やはり新鮮なスダチを添えて食べる徳島の魚は旨い!というのが正直な感想です。久保脇さん、長年お疲れ様でした。そして皆さん、飛び入りの私を歓迎していただき、どうもありがとうございました。

本日31日は徳島県立博物館にお邪魔して、この4月から館長に就任なさった高島さん、学芸課長になられた長谷川さんを表敬訪問。ただ今回の訪問の目的のひとつは民俗部門の学芸員、庄武さんに熱帯系のヤマイモとタイモの話をお聞きすることでした。

というのも最近読んだ吉成直樹氏著『琉球の成立―移住と交易の歴史―』(2011年、南方新社刊)のなかで、吉成氏と庄武さんの連名論文「南西諸島における基層根栽農耕文化の諸相」『沖縄文化研究』26号(2000)が詳細に論じられていたからです。その後の研究成果を伺うためにお時間を割いていただきました。

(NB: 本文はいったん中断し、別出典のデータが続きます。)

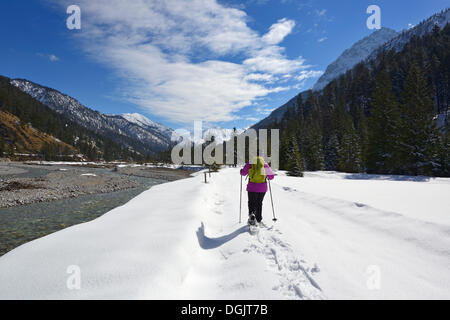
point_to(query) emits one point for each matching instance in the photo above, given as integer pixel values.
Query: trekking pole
(240, 202)
(271, 199)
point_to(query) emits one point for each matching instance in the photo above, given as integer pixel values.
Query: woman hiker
(258, 173)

庄武さんは妻が文化推進員として同館で働いたときにもお世話になった方です。当時の私はもっぱら東四国地域の古墳文化を学んでおり、学問の話での接点はなかったのですが、縁とは奇妙なものです。彼女の研究成果を現在必死になって追っかけることになったのですから。「いったいどこまで手を広げるのですか?」と呆れ気味の長谷川さんを尻目に、庄武さんには午前中いっぱい、私への「個人授業」にお付き合いいただきました。

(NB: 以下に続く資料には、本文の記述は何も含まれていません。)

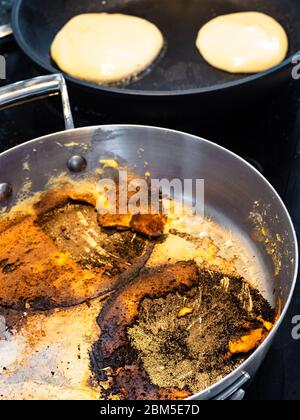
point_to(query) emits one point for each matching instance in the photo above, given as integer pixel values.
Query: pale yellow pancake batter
(247, 42)
(106, 48)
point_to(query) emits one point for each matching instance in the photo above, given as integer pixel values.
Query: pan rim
(27, 49)
(210, 392)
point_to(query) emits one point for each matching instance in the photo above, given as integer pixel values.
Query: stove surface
(267, 135)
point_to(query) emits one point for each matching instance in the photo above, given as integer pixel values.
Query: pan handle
(6, 33)
(37, 88)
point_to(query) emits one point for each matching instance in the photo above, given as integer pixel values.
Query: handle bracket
(37, 88)
(235, 391)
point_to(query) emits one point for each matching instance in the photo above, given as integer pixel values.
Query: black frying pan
(181, 72)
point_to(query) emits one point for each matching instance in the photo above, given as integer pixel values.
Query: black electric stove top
(267, 135)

午後からは新装なった鳥居龍蔵記念博物館を見学させていただきました。対応してくださったのは、なんと下田さん。私が徳島にいた頃は市教委の文化財担当として渋野丸山古墳の範囲確認調査を担当なさっていた方です。聞けば3年前からこちらに移ったとのことで、現在は主任。

下田さんの案内で館内を見学させていただきました。旧鳥居龍蔵記念館の収蔵資料を展示しておりますが、とりわけ目を引くの、なんといってもガラス甲板写真を引き伸ばした映像展示かと思います。午後3時過ぎに博物館を辞しましたが、真に充実した時間を過ごさせていただきました。

高島さんも長谷川さんもお忙しそうでしたが、庄武さんに下田さんも、変わらずお元気でなによりでした。そしてご対応いただき、ありがとうございました。